Klier celebrated his 35th birthday just over two weeks ago. The topic of retirement certainly does not seem to be a new one for Klier, but like everything Klier, he looks at it in a different way than you’d expect. I didn’t just end up asking about retirement though, again, like everything Klier, we just ended up barreling down a completely different path than I originally expected.
Jered Gruber: Do you have a best friend or ally in the team or in the peloton?
Andreas Klier: I had. Servais Knaven, but he stopped, and he’ll be a sport director next year for Team Sky.
JG: What’s it like to see a friend go?
AK: I think he will love it when he passes me in the races or on a mountain. I have no enemies in the peloton, a lot of friends, but he’s a very good friend. It will be strange not to have him there. He’s 39 though, so it was time for him.
JG: What brought you together?
AK: We raced together my first year at Farm Frites. We were always roommates, then at T-Mobile, we raced together as well. He was a very good guy. He also lives in Belgium, close to the border of Holland.
JG: What are you thinking about in terms of life after cycling?
AK: I don’t know how long I will stay in the sport. I really don’t have any idea.
JG: Youve shown without question that youre a fantastic road captain. With that in mind, would you consider moving into a role as a director?
AK: I will never be a director.
JG: Why is that?
AK: Because I want to stay at home. It’s very easy.
JG: So when you’re done, you’re done?
AK: When I’m racing, I’m still looking for a new job outside of cycling. I will not stop racing until I have a new job. When I have a new job, I’ll stop racing. If I find a job where I think this is nice, this is good for me, then I’ll stop. I won’t stop before then, or of course, if I don’t get a new contract, then I’ll stop [almost smiles].
JG: Obviously, you’re not going to be the IT guy.

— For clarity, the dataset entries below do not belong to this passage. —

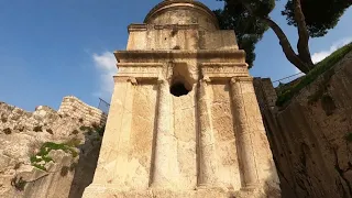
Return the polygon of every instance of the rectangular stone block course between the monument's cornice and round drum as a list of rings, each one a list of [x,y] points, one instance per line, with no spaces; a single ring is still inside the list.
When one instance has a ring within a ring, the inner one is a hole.
[[[239,48],[233,31],[199,31],[198,24],[131,24],[128,50]]]

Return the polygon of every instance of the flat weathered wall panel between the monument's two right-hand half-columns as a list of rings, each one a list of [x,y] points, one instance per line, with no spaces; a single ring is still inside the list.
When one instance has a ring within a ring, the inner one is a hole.
[[[237,152],[237,132],[234,131],[230,85],[212,82],[210,87],[211,113],[217,155],[219,156],[219,178],[228,188],[240,190],[241,177]]]

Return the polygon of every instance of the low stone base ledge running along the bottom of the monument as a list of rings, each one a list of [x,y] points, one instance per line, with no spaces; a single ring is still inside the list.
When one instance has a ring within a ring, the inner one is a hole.
[[[90,185],[82,198],[264,198],[261,190],[230,191],[222,188],[198,188],[196,190],[147,189],[123,191],[112,186]],[[270,196],[273,197],[273,196]],[[274,196],[276,197],[276,196]],[[274,198],[273,197],[273,198]],[[279,196],[278,196],[279,197]]]

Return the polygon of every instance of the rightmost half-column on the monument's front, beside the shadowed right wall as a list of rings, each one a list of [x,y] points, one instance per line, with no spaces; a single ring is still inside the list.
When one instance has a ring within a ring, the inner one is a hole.
[[[252,82],[252,77],[233,77],[231,84],[231,97],[233,100],[233,114],[238,140],[238,153],[241,164],[243,188],[254,188],[258,185],[258,175],[253,148],[252,123],[248,118],[248,107],[245,105],[243,84]],[[252,85],[253,87],[253,85]],[[254,91],[253,91],[253,95]],[[254,96],[255,97],[255,96]],[[254,123],[255,124],[255,123]]]

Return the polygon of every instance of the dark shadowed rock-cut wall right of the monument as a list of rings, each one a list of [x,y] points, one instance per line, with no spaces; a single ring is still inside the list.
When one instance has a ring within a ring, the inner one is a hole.
[[[352,197],[352,53],[283,109],[255,85],[283,197]]]

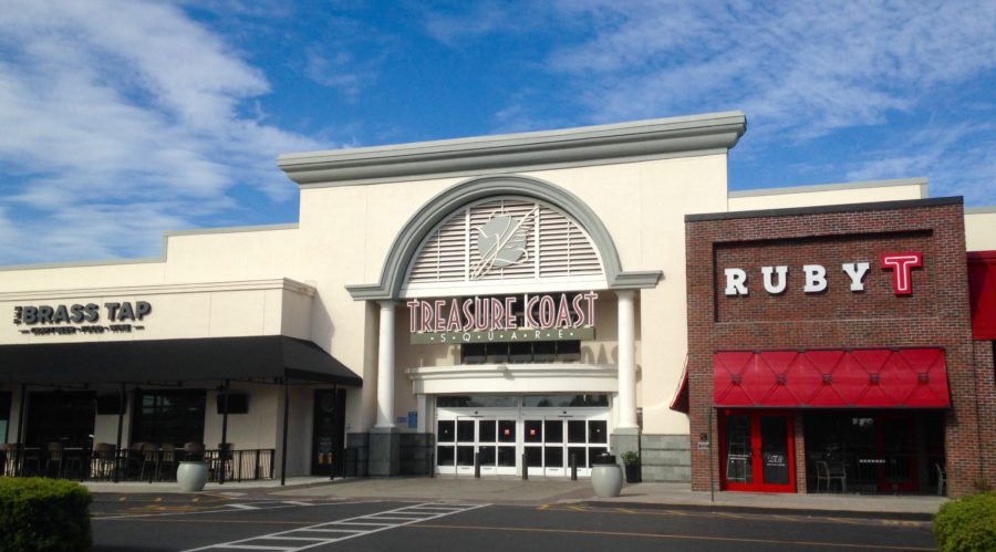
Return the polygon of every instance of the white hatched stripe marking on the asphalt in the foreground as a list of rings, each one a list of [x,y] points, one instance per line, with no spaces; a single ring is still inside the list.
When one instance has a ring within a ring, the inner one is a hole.
[[[484,508],[486,506],[489,504],[449,504],[427,502],[416,506],[396,508],[394,510],[387,510],[384,512],[367,513],[364,515],[357,515],[355,518],[347,518],[344,520],[330,521],[328,523],[319,523],[317,525],[300,529],[291,529],[289,531],[281,531],[279,533],[270,533],[238,541],[210,544],[198,549],[190,549],[187,552],[194,552],[198,550],[225,549],[282,550],[286,552],[294,552],[298,550],[305,550],[314,546],[321,546],[323,544],[331,544],[333,542],[340,542],[349,539],[355,539],[357,537],[378,533],[381,531],[387,531],[388,529],[411,525],[413,523],[437,520],[446,515],[453,515],[455,513],[466,512],[475,510],[477,508]],[[424,510],[436,511],[424,512]],[[419,513],[419,511],[423,512]],[[394,521],[392,522],[387,520]],[[355,529],[356,527],[369,527],[370,529]],[[334,531],[334,533],[321,538],[305,537],[308,533],[314,534],[315,532],[330,531]],[[302,544],[302,542],[304,541],[309,542],[309,544]],[[283,545],[274,546],[274,543],[281,543]]]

AK: True. I don’t know. I have no idea. I would like to stay in one spot. This year, I’m not thinking about this, because I want to sign a new contract.
JG: You’re still young.
AK: [Laughs] Thank you, but not really. My dream job would be to take a job as a gardener in Mallorca. I want to make enough money to pay for everything as normal. I have a garden at home, and I love it. I’m just the gardener for cutting and trimming.
My idea is to work as a gardener and a guy that gets stuff done, because a lot of of rich people have really big holiday houses and gardens in Mallorca. I’ll pick them up from the airport when they come on holiday, put a pineapple on the table, and set out some wine for them. Work in their gardens, make a little money, and at six o clock, I’m at home. I’ll be outside all day, and if I don’t want to work for a little bit, I can sit next to their pool for a little bit. No more stress anymore.
It’s a good idea. Maybe it’s also a lot of work, but it sounds good to me. It’s one idea.
When talking to Andreas, you get the idea, the understanding, that he’s a great guy, a simple guy, someone who doesn’t need or ask for much. Back home in Mallorca, Klier has a home, but he noted that hes currently building two more. It was a curious thing to mention, and it sounded like a bit much for a salt of the earth person like Klier. Ashley perked up at the mention and asked him why he was building two more houses.
“I’m building them for my two children. I want them to have a place to live when they grow older. I want them to be able to have a home and be able to do whatever they want. If they want to be a carpenter. Fine. I don’t want them to have to work in a bank or somewhere they don’t want to just so they can make rent or get by.”